Designer & bike rider in British Columbia, Canada

Random Observations of Turkey

Transport: Turkey has an amazing bus system, if somewhat chaotic-looking on the surface. Over a hundred companies run buses everywhere at all times. And we’re not talking old school buses with wodden seats and baggage mushrooming above the roof. Most of the buses are very modern Mercedes behemouths (some are double-deckers) with air conditioning, moderatley reclining seats, lights, fans, music, and dubbed Amercian movies. Saw Men of Honour with Robert Deniro and Cuba Gooding…even with no Enligh I could tell it was cra-ap. Also saw a Turkish film starring one their singers, about a female journalist falling in love with him. An Turkish engineering grad who just finished his 5-month military service and befriended me on the bus to Cappadocia admitted it was crap as well. The bus always serves chai (tea) or coffee, and usually a fruit muffin, followed by the ritual lemon cologne, which you rub on your hands and face to freshen up. The buses always have at least two or three employees: the driver, ticket-checker (tickets are never checked until about 30 minutes into the ride) and another guy who seems to jump from the bus and get people on and off very quickly. They also seem to stop and pick people up at random, in the middle of the freeway, at 3 am. Punctuality is amazing, the driving skills even more so. If they were speeding and turning like this in a sports car, you’d call it reckless. I believe Turkey has the third highest accident fatality rate in the world. The roads are pretty bad and under constant construction. A 12 hour bus ride over 700 km costs about $25. There are also dolmuses, or mini-buses, for town to town trips that leave when they fill up and cost a few bucks. In the cities, there are far less scooters than Greece had, and rare to see someone on a bicycle, though the opposite is true in the villages.

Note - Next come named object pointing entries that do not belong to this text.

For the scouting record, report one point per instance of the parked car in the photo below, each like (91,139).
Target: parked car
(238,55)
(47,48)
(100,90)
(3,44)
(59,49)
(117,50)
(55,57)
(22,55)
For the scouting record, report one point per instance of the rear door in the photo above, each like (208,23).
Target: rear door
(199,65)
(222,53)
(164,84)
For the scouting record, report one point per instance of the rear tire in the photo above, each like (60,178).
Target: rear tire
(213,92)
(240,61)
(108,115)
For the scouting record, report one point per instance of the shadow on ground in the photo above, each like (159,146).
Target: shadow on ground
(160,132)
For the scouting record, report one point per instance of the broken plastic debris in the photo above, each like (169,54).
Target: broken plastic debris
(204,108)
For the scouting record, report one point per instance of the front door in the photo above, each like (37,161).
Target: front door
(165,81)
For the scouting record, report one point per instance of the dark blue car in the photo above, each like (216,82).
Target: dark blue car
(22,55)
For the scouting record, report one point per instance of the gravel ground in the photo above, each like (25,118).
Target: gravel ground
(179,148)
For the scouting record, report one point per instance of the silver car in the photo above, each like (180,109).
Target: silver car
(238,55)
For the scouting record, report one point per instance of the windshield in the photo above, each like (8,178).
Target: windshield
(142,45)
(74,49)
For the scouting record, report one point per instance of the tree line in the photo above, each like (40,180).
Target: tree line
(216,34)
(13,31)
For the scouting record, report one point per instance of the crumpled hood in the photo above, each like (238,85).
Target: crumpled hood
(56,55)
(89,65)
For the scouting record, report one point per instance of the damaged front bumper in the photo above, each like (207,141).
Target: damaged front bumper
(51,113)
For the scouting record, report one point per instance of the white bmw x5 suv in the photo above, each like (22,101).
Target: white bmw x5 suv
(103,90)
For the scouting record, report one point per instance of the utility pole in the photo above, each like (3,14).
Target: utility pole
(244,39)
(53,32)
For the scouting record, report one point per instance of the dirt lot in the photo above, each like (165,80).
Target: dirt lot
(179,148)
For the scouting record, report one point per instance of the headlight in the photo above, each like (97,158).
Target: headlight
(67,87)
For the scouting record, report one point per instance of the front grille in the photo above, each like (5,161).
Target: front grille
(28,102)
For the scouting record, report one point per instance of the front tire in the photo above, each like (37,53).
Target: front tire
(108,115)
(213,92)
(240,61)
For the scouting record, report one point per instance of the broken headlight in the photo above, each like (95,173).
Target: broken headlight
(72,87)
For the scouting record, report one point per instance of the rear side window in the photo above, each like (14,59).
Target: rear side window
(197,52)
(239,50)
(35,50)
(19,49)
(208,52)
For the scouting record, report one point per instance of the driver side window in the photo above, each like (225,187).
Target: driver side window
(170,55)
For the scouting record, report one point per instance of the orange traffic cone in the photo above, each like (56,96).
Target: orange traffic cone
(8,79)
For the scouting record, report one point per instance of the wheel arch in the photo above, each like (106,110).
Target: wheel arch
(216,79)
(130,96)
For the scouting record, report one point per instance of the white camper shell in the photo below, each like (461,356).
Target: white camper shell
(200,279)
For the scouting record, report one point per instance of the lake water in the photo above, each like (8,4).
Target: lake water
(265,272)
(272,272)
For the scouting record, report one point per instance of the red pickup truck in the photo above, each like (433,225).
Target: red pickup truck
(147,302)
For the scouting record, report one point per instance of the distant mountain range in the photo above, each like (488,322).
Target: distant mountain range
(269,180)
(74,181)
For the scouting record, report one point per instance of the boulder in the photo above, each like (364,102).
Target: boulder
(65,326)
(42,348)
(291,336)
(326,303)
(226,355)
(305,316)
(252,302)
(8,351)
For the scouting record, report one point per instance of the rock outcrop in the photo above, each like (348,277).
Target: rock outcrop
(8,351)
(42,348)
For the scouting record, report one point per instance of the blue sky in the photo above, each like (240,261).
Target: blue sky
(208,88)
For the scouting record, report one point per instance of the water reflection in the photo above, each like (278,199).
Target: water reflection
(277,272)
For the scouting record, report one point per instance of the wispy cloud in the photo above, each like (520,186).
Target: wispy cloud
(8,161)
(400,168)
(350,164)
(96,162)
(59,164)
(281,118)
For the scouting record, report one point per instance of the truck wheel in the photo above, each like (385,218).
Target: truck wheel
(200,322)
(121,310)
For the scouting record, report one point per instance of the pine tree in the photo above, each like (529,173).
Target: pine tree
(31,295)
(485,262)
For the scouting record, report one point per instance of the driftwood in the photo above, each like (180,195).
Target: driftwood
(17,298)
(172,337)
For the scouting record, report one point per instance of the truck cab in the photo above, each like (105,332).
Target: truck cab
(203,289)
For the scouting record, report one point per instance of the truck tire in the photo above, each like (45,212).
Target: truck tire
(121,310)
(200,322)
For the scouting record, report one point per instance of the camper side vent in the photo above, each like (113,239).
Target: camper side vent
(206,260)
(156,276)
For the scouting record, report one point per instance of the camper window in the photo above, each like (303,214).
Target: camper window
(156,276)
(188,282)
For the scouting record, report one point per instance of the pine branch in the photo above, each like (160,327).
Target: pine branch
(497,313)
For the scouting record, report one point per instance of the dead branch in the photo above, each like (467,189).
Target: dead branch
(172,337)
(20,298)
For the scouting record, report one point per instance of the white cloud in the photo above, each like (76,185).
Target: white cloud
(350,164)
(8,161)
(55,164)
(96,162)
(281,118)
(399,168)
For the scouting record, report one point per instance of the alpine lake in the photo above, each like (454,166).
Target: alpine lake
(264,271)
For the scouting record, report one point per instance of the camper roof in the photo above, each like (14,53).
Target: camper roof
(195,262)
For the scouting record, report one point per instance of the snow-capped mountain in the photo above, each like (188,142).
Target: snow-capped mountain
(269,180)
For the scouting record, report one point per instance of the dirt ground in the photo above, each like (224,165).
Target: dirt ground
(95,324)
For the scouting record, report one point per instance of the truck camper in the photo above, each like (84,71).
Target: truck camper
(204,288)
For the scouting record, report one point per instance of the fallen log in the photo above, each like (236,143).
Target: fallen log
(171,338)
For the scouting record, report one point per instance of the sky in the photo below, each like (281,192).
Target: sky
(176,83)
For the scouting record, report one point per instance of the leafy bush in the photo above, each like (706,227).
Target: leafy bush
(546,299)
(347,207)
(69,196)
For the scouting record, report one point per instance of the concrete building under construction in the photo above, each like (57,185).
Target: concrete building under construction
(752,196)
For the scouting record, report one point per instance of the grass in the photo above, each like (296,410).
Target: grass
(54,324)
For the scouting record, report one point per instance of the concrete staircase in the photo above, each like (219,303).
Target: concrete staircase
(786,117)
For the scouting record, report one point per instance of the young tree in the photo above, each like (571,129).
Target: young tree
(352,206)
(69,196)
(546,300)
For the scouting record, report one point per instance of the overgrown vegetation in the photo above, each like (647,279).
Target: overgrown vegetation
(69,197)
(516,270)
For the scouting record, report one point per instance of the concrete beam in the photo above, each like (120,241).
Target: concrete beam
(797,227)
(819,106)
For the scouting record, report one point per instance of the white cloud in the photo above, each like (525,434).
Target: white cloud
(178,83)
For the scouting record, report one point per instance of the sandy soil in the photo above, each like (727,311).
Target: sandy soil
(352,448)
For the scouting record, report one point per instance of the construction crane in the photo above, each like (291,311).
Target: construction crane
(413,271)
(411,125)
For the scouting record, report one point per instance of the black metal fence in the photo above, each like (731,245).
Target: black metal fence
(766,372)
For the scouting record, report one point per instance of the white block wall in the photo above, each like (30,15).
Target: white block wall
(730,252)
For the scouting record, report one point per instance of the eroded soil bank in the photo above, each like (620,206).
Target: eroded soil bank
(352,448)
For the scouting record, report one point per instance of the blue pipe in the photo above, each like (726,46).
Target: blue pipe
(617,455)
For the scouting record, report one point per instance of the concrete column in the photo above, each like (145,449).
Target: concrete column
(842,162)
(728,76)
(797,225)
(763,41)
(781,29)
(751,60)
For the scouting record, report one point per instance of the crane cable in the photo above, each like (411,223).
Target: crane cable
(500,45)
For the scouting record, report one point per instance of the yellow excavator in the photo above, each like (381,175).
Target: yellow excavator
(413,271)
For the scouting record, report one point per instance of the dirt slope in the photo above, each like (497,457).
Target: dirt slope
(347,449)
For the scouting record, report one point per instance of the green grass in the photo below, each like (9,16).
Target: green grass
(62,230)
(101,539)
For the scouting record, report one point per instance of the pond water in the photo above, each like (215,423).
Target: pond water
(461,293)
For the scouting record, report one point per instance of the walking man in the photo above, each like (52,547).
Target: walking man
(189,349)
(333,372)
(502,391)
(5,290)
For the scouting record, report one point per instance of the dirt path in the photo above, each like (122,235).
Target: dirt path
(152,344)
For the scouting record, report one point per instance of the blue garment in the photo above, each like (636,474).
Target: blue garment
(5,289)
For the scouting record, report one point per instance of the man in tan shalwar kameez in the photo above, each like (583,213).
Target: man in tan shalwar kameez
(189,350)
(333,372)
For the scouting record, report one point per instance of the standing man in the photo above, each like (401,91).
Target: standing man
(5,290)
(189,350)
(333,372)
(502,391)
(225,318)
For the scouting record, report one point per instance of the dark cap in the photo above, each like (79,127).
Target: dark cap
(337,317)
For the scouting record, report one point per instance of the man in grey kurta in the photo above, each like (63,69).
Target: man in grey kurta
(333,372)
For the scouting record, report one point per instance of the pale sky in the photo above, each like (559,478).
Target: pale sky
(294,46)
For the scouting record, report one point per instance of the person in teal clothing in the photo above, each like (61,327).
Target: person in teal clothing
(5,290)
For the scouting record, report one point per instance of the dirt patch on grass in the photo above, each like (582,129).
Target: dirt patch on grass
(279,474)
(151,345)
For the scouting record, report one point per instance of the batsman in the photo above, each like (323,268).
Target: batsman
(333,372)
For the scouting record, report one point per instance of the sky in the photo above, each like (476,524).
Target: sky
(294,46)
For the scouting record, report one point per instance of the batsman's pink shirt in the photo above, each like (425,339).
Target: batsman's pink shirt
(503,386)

Food: I’ve seen a variety of varations on “traditional” Turkish food because with western influence and tourism (which is probably the largest industry in Turkey) a pide (pizza) in one place tastes and is spelled different in another. Generally the pide has ground beef, tomatoes and onions and cheese, baked onto a roll that is flatened and sliced into wedge shapes. I’ve also had the crepe-like pizza with potatoes and cheese, very good. Kebap, like a souvlaki wrap, is sold on street corners everywhere for $1-2. A doner here is not like what you get at Eugenes back home: it’s chicken from one of those rotating vertical spits, but spread with a salad into basically a baggette. Tukish delight is their gummy-like candy with nuts, but expensive. In Istanbul a smit stand was two or three to a block. 50 cents gets you one, which is like a bread pretzel. Chai is drank everywhere at all times from small glasses with twice the sugar you’d expect. You’ll see boys with trays of it running from a tea shop to a group of men a block away playing the most-popular game of backgammon. Oh, and I’ve got a powerful craving every meal for Ayran, the national sour salty yogurt drink, sold for 50 cents in foil-sealed yogurt-looking containers.